American chip-making giant Nvidia has worked with the University of Toronto and MIT to develop a new AI tool called Align Your Gaussians (AYG) that can create 3D animations from simple text prompts.
Align Your Gaussians (AYG) introduces a novel approach to representing 3D shapes through an assembly of 3D Gaussian functions. This technique involves the use of deformation fields to model the movement of these Gaussians over time, thereby creating animations. Recently, these “3D Gaussians” have gained attention as a potential substitute for the widely-used NeRFs in the realm of 3D modeling.
The video below shows what Nvidia’s Align Your Gaussians (AYG) is capable of.
Nvidia’s AYG tool is powered by multiple AI models including Stable Diffusion’s text-to-image model for achieving realistic imagery in each frame. There is also an unnamed text-to-video AI model at work behind the scenes that creates smooth motion using temporal feedback. This model has been trained on a vast dataset of videos.
Additionally, to maintain geometric accuracy from different perspectives, a multi-view 3D model is applied, adapting seamlessly to the shapes of the objects being generated.
This synergistic approach in training allows AYG to finely tune the representation of 3D shapes and the deformation fields. As a result, it can produce animations that are not only dynamic and full of life but also display realistic textures and maintain geometric integrity. This is all achievable from simple textual inputs like “a horse galloping across a meadow”.

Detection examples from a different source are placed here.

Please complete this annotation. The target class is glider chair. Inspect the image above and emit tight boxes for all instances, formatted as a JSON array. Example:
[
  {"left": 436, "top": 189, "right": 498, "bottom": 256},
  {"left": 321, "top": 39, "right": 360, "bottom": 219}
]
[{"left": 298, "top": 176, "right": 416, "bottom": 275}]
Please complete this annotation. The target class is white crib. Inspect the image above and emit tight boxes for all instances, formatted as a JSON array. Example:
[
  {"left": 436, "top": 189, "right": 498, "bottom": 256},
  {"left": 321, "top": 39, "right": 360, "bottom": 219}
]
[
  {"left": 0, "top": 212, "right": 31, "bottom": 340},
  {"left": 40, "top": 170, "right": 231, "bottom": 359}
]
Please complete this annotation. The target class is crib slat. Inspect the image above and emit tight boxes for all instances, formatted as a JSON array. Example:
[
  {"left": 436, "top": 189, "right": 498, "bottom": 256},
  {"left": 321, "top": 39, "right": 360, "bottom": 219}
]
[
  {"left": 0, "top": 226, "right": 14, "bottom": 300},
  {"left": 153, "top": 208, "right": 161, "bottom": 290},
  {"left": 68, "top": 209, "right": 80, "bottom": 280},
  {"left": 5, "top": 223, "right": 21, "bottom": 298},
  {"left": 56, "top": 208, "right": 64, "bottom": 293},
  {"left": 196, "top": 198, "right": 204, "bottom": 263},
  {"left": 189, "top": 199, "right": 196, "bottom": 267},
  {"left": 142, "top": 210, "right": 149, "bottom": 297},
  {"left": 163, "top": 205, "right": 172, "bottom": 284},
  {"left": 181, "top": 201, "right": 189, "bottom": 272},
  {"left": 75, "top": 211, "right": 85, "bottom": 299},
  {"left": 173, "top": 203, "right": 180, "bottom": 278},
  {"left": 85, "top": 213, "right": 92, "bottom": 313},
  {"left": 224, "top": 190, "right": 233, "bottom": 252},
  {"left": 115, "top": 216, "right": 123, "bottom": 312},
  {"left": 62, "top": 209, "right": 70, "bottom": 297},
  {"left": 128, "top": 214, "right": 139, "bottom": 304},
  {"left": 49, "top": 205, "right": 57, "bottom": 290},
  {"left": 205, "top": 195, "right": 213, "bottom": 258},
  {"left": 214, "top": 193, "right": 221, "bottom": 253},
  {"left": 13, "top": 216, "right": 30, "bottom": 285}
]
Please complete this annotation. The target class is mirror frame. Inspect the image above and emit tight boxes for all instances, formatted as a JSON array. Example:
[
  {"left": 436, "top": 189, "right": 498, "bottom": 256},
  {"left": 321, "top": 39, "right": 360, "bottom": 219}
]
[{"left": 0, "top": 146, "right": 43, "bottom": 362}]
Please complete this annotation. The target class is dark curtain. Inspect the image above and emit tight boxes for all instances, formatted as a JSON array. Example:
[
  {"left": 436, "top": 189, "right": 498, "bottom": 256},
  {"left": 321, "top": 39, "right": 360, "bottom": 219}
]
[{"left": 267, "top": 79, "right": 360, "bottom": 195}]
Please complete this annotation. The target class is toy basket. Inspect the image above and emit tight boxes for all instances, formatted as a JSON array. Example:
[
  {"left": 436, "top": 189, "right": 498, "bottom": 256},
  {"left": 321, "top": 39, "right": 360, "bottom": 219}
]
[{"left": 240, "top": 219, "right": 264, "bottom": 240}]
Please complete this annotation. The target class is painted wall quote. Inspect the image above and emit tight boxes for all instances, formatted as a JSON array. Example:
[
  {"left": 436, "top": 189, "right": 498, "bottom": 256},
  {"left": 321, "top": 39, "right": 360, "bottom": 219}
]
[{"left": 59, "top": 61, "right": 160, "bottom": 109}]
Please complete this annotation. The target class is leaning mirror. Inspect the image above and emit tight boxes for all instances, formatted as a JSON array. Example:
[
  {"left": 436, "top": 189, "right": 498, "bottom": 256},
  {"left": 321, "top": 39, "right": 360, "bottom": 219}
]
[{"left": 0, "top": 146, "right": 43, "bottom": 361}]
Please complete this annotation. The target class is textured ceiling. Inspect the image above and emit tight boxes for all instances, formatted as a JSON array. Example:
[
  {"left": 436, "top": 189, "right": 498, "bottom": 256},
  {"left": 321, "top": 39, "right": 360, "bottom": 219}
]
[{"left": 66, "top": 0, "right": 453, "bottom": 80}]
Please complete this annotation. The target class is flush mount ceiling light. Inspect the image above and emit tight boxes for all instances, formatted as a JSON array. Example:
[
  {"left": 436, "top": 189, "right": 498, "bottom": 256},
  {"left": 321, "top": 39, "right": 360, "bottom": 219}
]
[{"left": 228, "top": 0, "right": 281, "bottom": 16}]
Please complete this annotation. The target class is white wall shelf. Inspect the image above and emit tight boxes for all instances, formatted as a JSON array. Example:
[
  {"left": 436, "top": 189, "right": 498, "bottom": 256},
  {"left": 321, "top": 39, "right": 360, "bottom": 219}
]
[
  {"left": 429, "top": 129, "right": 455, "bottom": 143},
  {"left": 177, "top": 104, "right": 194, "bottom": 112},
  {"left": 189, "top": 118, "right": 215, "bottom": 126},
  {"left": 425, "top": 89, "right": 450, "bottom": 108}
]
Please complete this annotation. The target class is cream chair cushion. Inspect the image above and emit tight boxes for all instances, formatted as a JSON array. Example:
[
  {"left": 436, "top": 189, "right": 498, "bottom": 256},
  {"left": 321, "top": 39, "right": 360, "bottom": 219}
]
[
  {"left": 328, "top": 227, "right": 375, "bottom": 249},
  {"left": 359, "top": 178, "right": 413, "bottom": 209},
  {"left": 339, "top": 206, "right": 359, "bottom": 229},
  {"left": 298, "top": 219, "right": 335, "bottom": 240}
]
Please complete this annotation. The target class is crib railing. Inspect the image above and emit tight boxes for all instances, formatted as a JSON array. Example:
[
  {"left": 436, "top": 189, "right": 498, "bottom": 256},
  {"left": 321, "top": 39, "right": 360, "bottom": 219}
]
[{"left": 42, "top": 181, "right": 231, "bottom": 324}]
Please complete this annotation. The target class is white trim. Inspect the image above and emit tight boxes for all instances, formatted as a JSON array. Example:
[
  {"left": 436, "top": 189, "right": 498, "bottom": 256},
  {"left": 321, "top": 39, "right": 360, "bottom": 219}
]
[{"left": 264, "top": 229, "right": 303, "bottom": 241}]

The researchers behind AYG also highlight its ability to adapt to new concepts, ones that it wasn’t exposed to during its training phase.
AYG includes novel features such as being able to extend and interconnect animations over longer durations that are not typically possible with current-generation text-to-video models. An example video below shows dogs seamlessly transitioning from walking to barking animations.
The researchers behind AYG believe that this feature could be used to create true 4D scenes and simulations in the future. This could be used to create synthetic data, which is often used when training data is limited, such as in the development of autonomous driving technologies.
A unique feature of AYG is its ability to incorporate multiple animated objects within a single scene, an aspect that sets it apart from other methods. The researchers showcase this capability in a scenario featuring various animated characters congregated around a campfire.